Isabel quiso responder algo, pero no sabía, en justicia, qué decir. Pensaba en cierta calle del centro de Málaga, donde se vieron por primera vez. Los muertos les perseguían, en un número tal que cuando miraba hacia atrás sentía que sus rodillas flaqueaban y su resistencia se iba al traste. Entonces se encontraron con Moses y el Cojo. Recordaba haber escuchado la historia: habían salido a por una insignificante aspirina, porque su amigo tenía problemas con una muela. Cosa curiosa: después de aquello, el dolor desapareció tan misteriosamente como había llegado; pero sirvió para que se lanzaran a la calle. Un encuentro fortuito, que había desencadenado muchas más cosas posteriormente. Si Moses no hubiera decidido arriesgar su vida por una aspirina, era posible que no se hubieran encontrado jamás. Tampoco habrían localizado el campamento de Carranque, ni ella habría sido secuestrada por aquel grupo de alemanes. Yendo todavía más lejos en la línea de pensamientos, sin el secuestro, los niños no habrían sentido la urgencia de ir a rescatarla, y por lo tanto les hubiera sido imposible llegar a Málaga. Entonces, ¿qué habría sido de todos ellos? Posiblemente aquel sacerdote enloquecido les habría dado caza, uno por uno, sacándolos de sus agujeros y sometiéndoles a la barbarie de un asesinato cruel y despiadado. Los niños podrían haber seguido en su escondite entre los cimientos, hasta que uno de ellos se hubiera puesto enfermo, y entonces, sin atención adulta, el desenlace hubiera sido tan evidente como nefasto.

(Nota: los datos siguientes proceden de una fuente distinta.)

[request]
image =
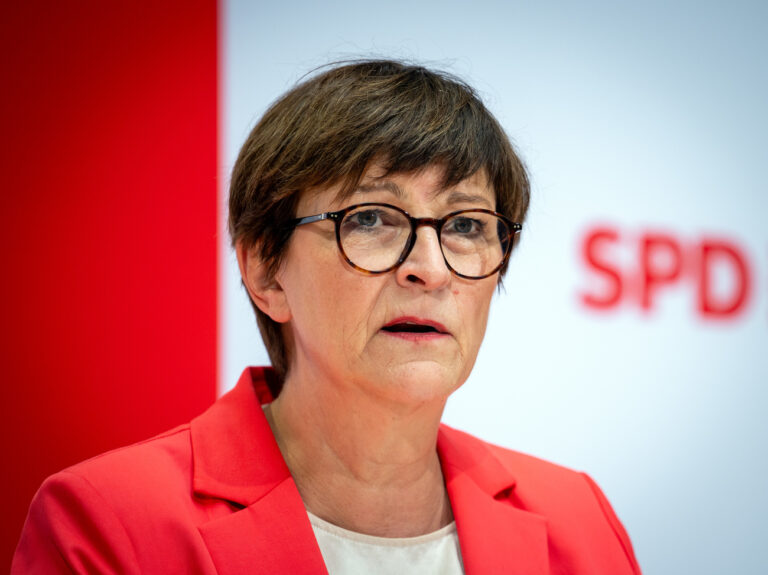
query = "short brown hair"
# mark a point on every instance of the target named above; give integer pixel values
(328, 130)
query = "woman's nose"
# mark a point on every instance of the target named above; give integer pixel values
(425, 265)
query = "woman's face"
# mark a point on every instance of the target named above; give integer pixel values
(357, 331)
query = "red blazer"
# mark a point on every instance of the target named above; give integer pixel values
(215, 496)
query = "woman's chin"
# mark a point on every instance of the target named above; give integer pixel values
(418, 382)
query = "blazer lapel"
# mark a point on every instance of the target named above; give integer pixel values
(494, 536)
(271, 536)
(236, 458)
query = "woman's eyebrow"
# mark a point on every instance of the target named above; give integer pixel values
(451, 196)
(384, 185)
(459, 197)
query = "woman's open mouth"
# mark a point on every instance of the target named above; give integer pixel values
(415, 329)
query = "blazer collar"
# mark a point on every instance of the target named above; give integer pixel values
(495, 536)
(236, 458)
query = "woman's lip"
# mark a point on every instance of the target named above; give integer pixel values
(441, 329)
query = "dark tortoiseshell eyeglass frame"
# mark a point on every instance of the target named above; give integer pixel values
(437, 224)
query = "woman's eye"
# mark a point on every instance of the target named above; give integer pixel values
(464, 226)
(368, 218)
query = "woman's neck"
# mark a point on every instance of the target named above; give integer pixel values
(361, 465)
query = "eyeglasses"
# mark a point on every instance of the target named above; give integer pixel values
(376, 238)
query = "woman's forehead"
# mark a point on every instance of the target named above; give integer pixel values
(429, 182)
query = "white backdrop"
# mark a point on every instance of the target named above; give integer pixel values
(640, 118)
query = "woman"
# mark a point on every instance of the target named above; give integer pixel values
(373, 210)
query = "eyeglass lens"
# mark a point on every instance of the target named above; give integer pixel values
(474, 243)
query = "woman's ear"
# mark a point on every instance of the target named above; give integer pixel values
(265, 291)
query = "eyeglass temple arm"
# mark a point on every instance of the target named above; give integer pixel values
(317, 218)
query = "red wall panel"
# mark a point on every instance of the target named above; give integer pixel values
(107, 230)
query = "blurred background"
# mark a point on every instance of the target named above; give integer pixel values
(629, 341)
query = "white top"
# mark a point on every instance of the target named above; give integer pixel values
(347, 552)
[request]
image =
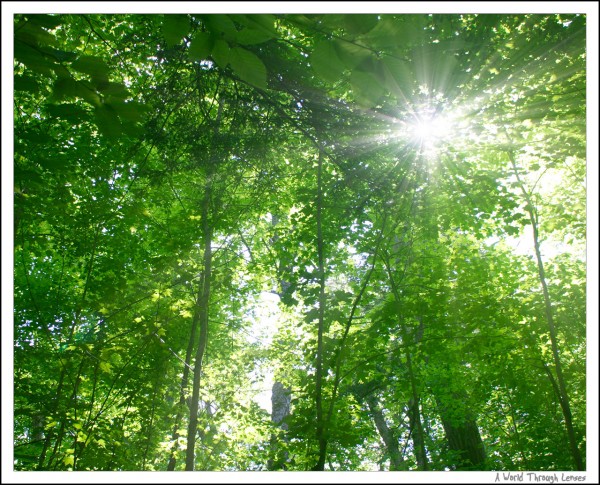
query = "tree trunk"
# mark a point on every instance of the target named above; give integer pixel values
(387, 435)
(463, 435)
(184, 381)
(415, 420)
(563, 397)
(280, 409)
(320, 466)
(203, 324)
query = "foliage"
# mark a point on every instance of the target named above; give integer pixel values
(282, 147)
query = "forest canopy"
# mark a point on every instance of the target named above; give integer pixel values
(346, 242)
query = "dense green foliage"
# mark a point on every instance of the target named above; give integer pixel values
(203, 201)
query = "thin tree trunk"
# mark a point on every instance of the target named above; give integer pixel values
(463, 438)
(184, 380)
(320, 466)
(563, 396)
(280, 409)
(203, 324)
(387, 435)
(415, 419)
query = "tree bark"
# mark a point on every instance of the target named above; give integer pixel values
(563, 396)
(387, 435)
(462, 434)
(280, 409)
(415, 419)
(203, 324)
(184, 380)
(320, 431)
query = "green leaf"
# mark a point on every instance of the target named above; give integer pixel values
(130, 111)
(92, 65)
(108, 122)
(359, 23)
(26, 83)
(326, 62)
(174, 28)
(71, 112)
(201, 46)
(221, 26)
(253, 36)
(396, 76)
(220, 53)
(351, 54)
(45, 20)
(33, 59)
(248, 67)
(263, 22)
(365, 88)
(114, 89)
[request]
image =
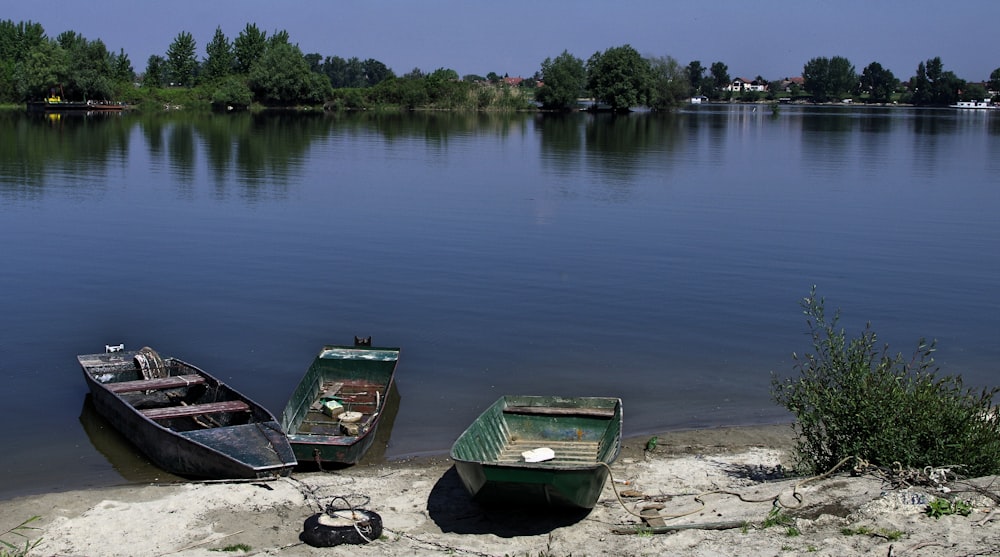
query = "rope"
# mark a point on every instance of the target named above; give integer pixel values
(331, 510)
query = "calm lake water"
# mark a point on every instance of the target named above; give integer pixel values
(656, 258)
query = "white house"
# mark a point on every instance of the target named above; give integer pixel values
(740, 85)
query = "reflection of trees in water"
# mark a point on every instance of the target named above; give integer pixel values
(78, 148)
(616, 146)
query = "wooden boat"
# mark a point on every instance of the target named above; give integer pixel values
(575, 439)
(186, 421)
(332, 415)
(56, 104)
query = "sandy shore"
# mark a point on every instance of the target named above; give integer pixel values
(725, 475)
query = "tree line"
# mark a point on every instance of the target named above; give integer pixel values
(270, 70)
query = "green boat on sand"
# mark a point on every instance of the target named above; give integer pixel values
(332, 415)
(531, 450)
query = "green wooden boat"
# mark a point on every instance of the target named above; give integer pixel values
(530, 450)
(332, 415)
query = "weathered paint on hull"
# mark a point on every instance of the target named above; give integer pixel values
(254, 450)
(359, 373)
(584, 433)
(505, 486)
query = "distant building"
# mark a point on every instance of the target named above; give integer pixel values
(788, 82)
(740, 85)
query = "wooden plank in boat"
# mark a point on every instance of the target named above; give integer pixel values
(195, 409)
(172, 382)
(560, 411)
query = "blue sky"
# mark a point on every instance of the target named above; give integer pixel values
(770, 38)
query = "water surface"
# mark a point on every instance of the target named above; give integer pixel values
(655, 258)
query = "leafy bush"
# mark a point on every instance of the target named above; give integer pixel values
(10, 549)
(852, 398)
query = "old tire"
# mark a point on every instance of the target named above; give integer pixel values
(322, 530)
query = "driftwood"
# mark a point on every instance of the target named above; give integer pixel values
(729, 525)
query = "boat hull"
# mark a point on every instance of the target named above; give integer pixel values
(584, 433)
(359, 377)
(70, 106)
(225, 445)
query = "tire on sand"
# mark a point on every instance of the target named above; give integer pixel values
(343, 527)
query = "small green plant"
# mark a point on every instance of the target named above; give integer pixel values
(891, 535)
(853, 398)
(777, 517)
(8, 549)
(940, 507)
(644, 532)
(235, 547)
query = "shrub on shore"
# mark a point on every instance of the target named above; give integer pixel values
(852, 398)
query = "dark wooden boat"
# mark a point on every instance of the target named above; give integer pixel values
(496, 456)
(56, 104)
(186, 421)
(332, 415)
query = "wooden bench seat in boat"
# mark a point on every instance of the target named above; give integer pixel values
(558, 411)
(195, 409)
(171, 382)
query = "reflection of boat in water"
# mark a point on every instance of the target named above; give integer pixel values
(123, 456)
(984, 104)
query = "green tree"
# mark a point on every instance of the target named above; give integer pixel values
(829, 78)
(974, 92)
(181, 61)
(220, 60)
(121, 68)
(696, 74)
(375, 72)
(565, 79)
(995, 80)
(277, 38)
(155, 70)
(415, 73)
(232, 91)
(344, 73)
(44, 68)
(249, 47)
(669, 83)
(854, 398)
(933, 86)
(619, 77)
(878, 83)
(315, 61)
(720, 80)
(282, 77)
(89, 73)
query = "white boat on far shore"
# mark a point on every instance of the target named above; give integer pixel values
(977, 105)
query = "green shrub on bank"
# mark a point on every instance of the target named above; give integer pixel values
(11, 549)
(854, 398)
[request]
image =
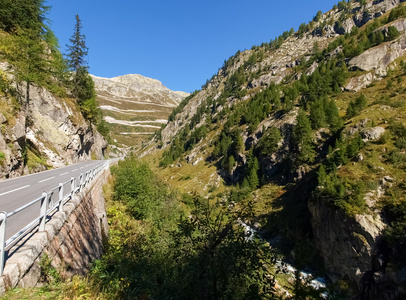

Si lo pensaba así, todo partía de aquel acto de bondad desinteresada que Moses tuvo en aquel momento; un acto que era, en definitiva, similar al que ahora le impulsaba con tanta insistencia.

Así que agachó la cabeza, pero no dijo nada.

– Tendré cuidado, te lo prometo -susurró Moses-. No voy a ir allí a disparar contra los zombis como si fuera una especie de Rambo. Sé a lo que conduciría eso. Pero… -hizo una pausa, intentando serenarse y encontrar las palabras adecuadas-… no puedo seguir aquí, sin saber qué ha pasado. José y Susana ya deben haber vuelto, ¿no crees?, ¿y si se han encontrado la puerta cerrada?

– Si han vuelto -contestó Isabel con un conato de amargura-, no creo que vayan a tener problemas.

– Si han vuelto… -repitió Moses, como para sí mismo.

Entonces se quedaron callados, sin añadir nada más. La respiración de Alba se había vuelto regular y uniforme, e Isabel supo que ahora sí estaba completamente dormida. En un momento dado, Moses retiró su mano dulcemente y se inclinó sobre ella para darle un beso en los labios; sin embargo, en el último instante, sin que pudiera decir muy bien por qué, Isabel apartó su cara y él tuvo que contentarse con besar su frente.

Después se apartó de ella, abrió la puerta con infinito cuidado y salió a la noche.